The only LED equivalent (WT121, WT122, and WT124) for a T-1 incandescent I've found so far is from an avionics place, and they only sell in bulk. Have not found an LED replacement on ebay, amazon, or aliexpress.

Avionics Applications Based LEDs Bulbs Chart, LEDtronics


----------



## wavepacket (Jul 10, 2007)

If you type '3mm led' into amazon, you'll find LED equivalents that you can use. Not sure if the wire leads are as bendy as with the T-1 incandescents. We'll see, since I'm ordering them now.


----------



## wavepacket (Jul 10, 2007)

If you replace with your typical 3mm LED from Amazon, you need to include a resistor in series to limit the current to 20mA. R = (12V - 3.2V)/0.02A = 400 ohms, where 3.2V is the forward voltage drop across the LED at 20mA. Make sure the resistor has a high enough power rating.
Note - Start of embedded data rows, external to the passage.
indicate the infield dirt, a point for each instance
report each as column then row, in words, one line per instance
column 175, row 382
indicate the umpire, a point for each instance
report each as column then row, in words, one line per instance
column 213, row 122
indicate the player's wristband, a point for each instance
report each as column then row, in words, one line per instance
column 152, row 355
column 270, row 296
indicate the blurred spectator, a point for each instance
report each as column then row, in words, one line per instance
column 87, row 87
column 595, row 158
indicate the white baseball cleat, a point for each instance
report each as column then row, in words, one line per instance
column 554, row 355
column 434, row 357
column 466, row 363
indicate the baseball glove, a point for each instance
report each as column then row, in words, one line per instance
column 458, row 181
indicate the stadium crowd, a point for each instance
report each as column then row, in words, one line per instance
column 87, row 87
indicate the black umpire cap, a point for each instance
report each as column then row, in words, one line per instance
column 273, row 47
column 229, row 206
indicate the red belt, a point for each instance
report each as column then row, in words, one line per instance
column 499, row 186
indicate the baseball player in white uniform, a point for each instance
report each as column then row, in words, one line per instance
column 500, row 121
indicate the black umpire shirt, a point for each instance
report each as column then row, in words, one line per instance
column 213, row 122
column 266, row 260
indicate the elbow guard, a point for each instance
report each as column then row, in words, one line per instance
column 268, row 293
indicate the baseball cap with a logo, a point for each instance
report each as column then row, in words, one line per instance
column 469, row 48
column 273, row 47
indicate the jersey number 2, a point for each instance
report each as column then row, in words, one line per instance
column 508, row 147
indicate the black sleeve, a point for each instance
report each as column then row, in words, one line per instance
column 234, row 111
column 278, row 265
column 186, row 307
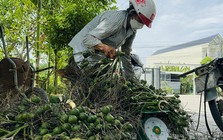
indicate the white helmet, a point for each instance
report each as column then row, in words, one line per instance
column 145, row 9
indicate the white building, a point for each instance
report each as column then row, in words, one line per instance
column 188, row 54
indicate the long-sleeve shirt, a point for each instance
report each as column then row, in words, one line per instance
column 109, row 28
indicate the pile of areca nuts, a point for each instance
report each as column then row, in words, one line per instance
column 103, row 105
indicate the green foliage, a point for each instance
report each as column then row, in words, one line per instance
column 60, row 20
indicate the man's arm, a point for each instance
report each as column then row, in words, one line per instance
column 126, row 59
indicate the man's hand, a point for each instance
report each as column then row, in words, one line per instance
column 108, row 51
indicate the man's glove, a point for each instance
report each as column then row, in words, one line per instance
column 108, row 51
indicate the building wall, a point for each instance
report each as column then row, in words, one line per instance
column 190, row 56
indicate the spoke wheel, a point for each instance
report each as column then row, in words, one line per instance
column 216, row 114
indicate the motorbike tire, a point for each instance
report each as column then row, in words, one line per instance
column 37, row 91
column 216, row 114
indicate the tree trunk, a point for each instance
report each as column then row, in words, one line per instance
column 55, row 73
column 38, row 41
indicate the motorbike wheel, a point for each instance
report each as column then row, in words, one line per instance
column 38, row 92
column 216, row 114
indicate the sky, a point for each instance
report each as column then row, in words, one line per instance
column 177, row 22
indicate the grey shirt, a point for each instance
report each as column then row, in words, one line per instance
column 108, row 28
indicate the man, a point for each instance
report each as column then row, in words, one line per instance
column 111, row 30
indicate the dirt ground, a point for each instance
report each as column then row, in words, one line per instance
column 191, row 103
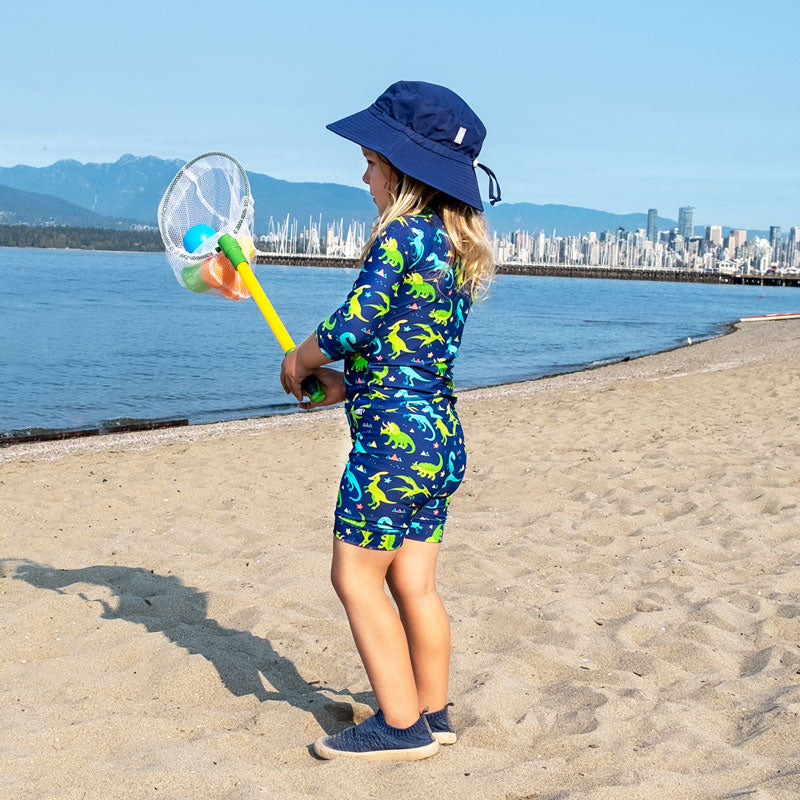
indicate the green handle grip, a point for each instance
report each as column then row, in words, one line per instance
column 312, row 389
column 231, row 249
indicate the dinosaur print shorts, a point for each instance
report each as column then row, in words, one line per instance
column 407, row 459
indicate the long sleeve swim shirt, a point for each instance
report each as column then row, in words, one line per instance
column 401, row 325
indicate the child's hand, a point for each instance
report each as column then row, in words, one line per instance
column 332, row 383
column 302, row 362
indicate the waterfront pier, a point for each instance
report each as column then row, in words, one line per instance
column 560, row 271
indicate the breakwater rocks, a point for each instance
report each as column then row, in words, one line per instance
column 558, row 271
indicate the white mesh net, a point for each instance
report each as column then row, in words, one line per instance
column 208, row 197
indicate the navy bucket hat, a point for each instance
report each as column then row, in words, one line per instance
column 428, row 132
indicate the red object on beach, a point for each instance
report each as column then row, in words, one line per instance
column 770, row 317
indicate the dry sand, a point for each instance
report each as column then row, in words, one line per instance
column 620, row 566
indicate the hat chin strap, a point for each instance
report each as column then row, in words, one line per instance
column 494, row 185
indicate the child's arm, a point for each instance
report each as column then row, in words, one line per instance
column 356, row 322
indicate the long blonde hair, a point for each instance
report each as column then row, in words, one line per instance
column 473, row 261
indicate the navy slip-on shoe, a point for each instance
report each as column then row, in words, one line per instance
column 375, row 740
column 441, row 726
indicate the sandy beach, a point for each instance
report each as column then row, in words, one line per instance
column 621, row 567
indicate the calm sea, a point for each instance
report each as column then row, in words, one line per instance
column 89, row 337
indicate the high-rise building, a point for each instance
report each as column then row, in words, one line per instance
column 652, row 224
column 775, row 241
column 793, row 246
column 686, row 221
column 714, row 234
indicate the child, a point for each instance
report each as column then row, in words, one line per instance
column 398, row 333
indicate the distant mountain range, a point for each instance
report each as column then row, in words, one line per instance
column 18, row 207
column 126, row 194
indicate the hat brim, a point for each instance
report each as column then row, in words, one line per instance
column 449, row 175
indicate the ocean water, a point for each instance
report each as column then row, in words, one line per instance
column 90, row 337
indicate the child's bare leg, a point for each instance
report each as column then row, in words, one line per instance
column 358, row 576
column 412, row 581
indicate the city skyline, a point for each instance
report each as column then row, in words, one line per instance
column 729, row 253
column 611, row 105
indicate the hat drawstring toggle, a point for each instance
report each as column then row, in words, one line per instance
column 494, row 185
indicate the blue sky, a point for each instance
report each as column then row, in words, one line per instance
column 619, row 106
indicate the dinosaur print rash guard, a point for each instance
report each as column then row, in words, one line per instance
column 400, row 327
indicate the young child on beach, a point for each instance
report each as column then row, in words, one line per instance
column 398, row 332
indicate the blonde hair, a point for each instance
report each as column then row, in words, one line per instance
column 473, row 261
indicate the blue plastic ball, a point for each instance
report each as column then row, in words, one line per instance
column 195, row 236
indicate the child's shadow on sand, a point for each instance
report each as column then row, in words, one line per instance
column 162, row 604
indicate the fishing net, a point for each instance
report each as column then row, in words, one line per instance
column 209, row 197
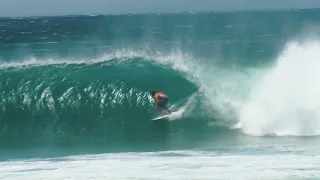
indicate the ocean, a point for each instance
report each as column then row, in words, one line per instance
column 75, row 101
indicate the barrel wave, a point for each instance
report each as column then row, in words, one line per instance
column 105, row 103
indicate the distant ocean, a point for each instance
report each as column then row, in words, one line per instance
column 75, row 102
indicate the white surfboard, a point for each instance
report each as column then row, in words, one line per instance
column 161, row 117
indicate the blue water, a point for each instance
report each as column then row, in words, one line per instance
column 74, row 94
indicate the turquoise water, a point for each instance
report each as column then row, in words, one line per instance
column 75, row 101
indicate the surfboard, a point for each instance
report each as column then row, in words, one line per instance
column 161, row 117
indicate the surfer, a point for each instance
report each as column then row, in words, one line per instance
column 161, row 101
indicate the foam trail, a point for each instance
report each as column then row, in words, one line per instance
column 287, row 100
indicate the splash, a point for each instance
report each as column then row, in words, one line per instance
column 287, row 99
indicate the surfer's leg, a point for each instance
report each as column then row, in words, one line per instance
column 167, row 109
column 159, row 110
column 163, row 103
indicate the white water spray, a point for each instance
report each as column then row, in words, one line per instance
column 287, row 99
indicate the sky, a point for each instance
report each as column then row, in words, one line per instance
column 69, row 7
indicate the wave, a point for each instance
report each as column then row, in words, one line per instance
column 106, row 101
column 285, row 102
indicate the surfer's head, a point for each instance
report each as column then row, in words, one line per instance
column 152, row 92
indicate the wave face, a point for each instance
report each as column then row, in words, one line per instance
column 85, row 80
column 106, row 102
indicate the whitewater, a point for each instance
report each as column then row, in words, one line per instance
column 75, row 104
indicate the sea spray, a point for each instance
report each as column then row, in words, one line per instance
column 287, row 99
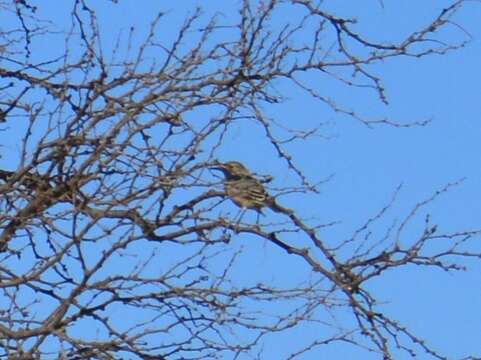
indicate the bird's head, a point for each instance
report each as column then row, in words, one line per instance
column 232, row 169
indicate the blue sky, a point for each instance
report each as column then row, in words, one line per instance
column 367, row 164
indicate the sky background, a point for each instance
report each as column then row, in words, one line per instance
column 368, row 164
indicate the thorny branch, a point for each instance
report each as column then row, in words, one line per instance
column 111, row 207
In this case, P = (12V - 3.2V) * 0.02A = 0.176 Watts. Since this is a tight space inside the switch, I probably will use a surface mount resistor.


----------



## wavepacket (Jul 10, 2007)

Reading some of the reviews on the LEDs on Amazon, some of them are super bright. One guy recommends to reduce the current to 1 mA for the brights ones. This would make the resistor = 8800 ohms and the power dissipated by the resistor reduced to 8.8mW. Power consumed would be reduced by a factor of 20. At 1 mA, it would be 6 times more efficient than the incandescent bulb (and probably brighter, we'll see). I'll probably chose 6 mA current draw, implying R = 1467 ohm. This would make the window defroster indicator super bright, which is what I want.


----------